“We spend treasures daily on fantastical sky rockets aimed feebly toward space,” wrote John Steinbeck in a 1961 issue of LIFE magazine. “Meanwhile we know practically nothing of far the greater part of our home planet covered by the sea.”
The famous author was embedded on an unconventional offshore drilling vessel, the CUSS I, part of an extraordinary attempt to drill through Earth’s crust. One of the principal minds behind the endeavor — dubbed “Project Mohole” — was Princeton geology professor Harry Hess *32, a chain-smoking, swaggering personality known for thinking outside the box.
During World War II Hess commanded a Navy ship, the USS Cape Johnson, that used sonar to search for Japanese submarines — readings that he used to map the ocean floor. This process inspired his later research on seafloor spreading that became foundational to plate-tectonics theory. While American aerospace engineers were looking to the stars in competition with Soviet scientists, Hess and other leading oceanographers were contemplating a race to “inner space.”
At a 1957 meeting of the American Miscellaneous Society, an eccentric committee of leading earth scientists who evaluated research proposals over “wine breakfasts,” Hess and oceanographer Walter Munk proposed to drill through the Mohorovičić Discontinuity, the theoretical boundary between Earth’s crust and the mantle beneath, to acquire core samples of the mantle for study.
With Soviet scientists also pursuing a deep drilling project, the National Science Foundation provided a $15,000 grant to begin Project Mohole. The Americans believed they had discovered a shortcut: Though the “Moho” lies 22 miles below the continental landmasses, underneath the ocean, the crust in some places is only 4 miles thick. Still, those 4 miles of rock lay 2.8 miles below the ocean surface. That made the project extremely challenging — perhaps more difficult than landing a man on the moon.

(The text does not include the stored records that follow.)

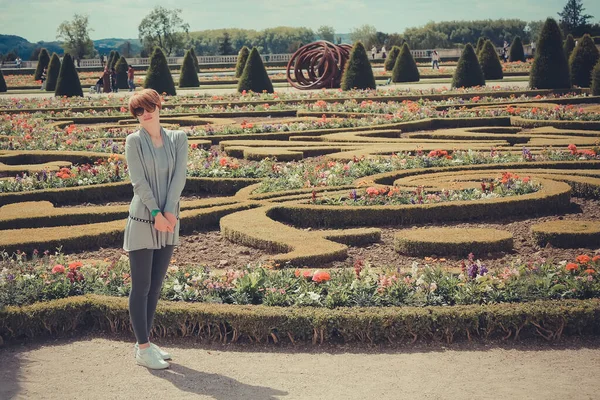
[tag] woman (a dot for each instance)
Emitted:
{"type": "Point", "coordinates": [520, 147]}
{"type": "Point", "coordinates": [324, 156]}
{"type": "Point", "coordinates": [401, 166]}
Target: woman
{"type": "Point", "coordinates": [157, 162]}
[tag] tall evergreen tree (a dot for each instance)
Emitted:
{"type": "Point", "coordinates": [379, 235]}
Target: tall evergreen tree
{"type": "Point", "coordinates": [550, 69]}
{"type": "Point", "coordinates": [490, 62]}
{"type": "Point", "coordinates": [391, 60]}
{"type": "Point", "coordinates": [43, 61]}
{"type": "Point", "coordinates": [159, 76]}
{"type": "Point", "coordinates": [121, 68]}
{"type": "Point", "coordinates": [468, 72]}
{"type": "Point", "coordinates": [188, 76]}
{"type": "Point", "coordinates": [255, 77]}
{"type": "Point", "coordinates": [582, 61]}
{"type": "Point", "coordinates": [358, 72]}
{"type": "Point", "coordinates": [405, 68]}
{"type": "Point", "coordinates": [53, 71]}
{"type": "Point", "coordinates": [516, 51]}
{"type": "Point", "coordinates": [68, 79]}
{"type": "Point", "coordinates": [241, 63]}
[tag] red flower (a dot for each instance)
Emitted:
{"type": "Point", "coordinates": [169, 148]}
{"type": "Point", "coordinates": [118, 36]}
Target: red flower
{"type": "Point", "coordinates": [58, 269]}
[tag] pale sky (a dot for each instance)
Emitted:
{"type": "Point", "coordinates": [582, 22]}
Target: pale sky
{"type": "Point", "coordinates": [37, 20]}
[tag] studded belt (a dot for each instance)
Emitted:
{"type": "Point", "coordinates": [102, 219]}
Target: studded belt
{"type": "Point", "coordinates": [148, 221]}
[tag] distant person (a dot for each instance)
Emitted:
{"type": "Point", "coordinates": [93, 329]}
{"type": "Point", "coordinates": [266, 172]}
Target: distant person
{"type": "Point", "coordinates": [130, 72]}
{"type": "Point", "coordinates": [435, 60]}
{"type": "Point", "coordinates": [113, 80]}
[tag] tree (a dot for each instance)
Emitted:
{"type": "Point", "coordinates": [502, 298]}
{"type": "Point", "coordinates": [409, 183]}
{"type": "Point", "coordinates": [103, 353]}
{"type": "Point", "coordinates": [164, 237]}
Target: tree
{"type": "Point", "coordinates": [516, 51]}
{"type": "Point", "coordinates": [595, 89]}
{"type": "Point", "coordinates": [326, 32]}
{"type": "Point", "coordinates": [189, 75]}
{"type": "Point", "coordinates": [163, 28]}
{"type": "Point", "coordinates": [225, 47]}
{"type": "Point", "coordinates": [569, 45]}
{"type": "Point", "coordinates": [43, 61]}
{"type": "Point", "coordinates": [490, 62]}
{"type": "Point", "coordinates": [582, 61]}
{"type": "Point", "coordinates": [121, 68]}
{"type": "Point", "coordinates": [76, 38]}
{"type": "Point", "coordinates": [572, 18]}
{"type": "Point", "coordinates": [53, 71]}
{"type": "Point", "coordinates": [550, 69]}
{"type": "Point", "coordinates": [358, 72]}
{"type": "Point", "coordinates": [405, 67]}
{"type": "Point", "coordinates": [391, 60]}
{"type": "Point", "coordinates": [68, 79]}
{"type": "Point", "coordinates": [468, 72]}
{"type": "Point", "coordinates": [159, 76]}
{"type": "Point", "coordinates": [241, 63]}
{"type": "Point", "coordinates": [3, 87]}
{"type": "Point", "coordinates": [255, 77]}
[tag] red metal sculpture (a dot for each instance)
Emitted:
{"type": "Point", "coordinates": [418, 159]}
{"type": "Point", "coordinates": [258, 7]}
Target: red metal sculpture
{"type": "Point", "coordinates": [318, 65]}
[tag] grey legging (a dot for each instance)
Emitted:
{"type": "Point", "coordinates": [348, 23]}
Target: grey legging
{"type": "Point", "coordinates": [148, 269]}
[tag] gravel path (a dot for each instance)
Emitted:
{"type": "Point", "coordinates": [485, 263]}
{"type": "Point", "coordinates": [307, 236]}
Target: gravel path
{"type": "Point", "coordinates": [97, 368]}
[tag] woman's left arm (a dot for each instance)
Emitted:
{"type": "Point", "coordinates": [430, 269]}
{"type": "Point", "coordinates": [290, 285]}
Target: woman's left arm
{"type": "Point", "coordinates": [179, 177]}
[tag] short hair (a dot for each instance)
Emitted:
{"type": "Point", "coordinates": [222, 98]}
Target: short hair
{"type": "Point", "coordinates": [146, 99]}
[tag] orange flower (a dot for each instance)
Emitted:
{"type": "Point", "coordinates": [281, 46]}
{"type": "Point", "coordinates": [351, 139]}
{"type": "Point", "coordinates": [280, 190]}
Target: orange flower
{"type": "Point", "coordinates": [321, 276]}
{"type": "Point", "coordinates": [572, 267]}
{"type": "Point", "coordinates": [583, 259]}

While American aerospace engineers were looking to the stars in competition with Soviet scientists, Hess and other leading oceanographers were contemplating a race to “inner space.”
After CUSS I was launched to drill a few hundred meters beneath the oceanic crust, a leading engineering firm, Brown & Root, was hired to pursue the next phase, and budget estimates surged to about $57 million. Discouraged by the rapidly escalating costs, Congress defunded the project in 1966.
While the Mohole was never completed, its attempt led to a series of related NSF ocean-drilling programs that have expanded geological knowledge of Earth’s history. And while the U.S. abandoned the quest, the Soviets kept digging. Their Kola Superdeep Borehole, near Norway, eventually extended 7.6 miles below the surface, the deepest man-made hole dug on Earth. Drilling ceased in 1992 because at that depth, the drill bits were melting under the hellish temperatures.
In a 1966 letter to a colleague, Hess wrote, “The demise of the Mohole Project leaves me unhappy but not so discouraged that I am unwilling to start over again. It is too important a scientific project to be relegated to the next decade.”
Though he was the champion of the race to inner space, Hess was also involved in the race to the moon. In future lunar missions, he hoped scientists would investigate questions such as whether the moon had once been volcanic and “washed by seas.” He died in 1969, on the day he chaired a National Academy of Sciences meeting celebrating the success of the first moon landing.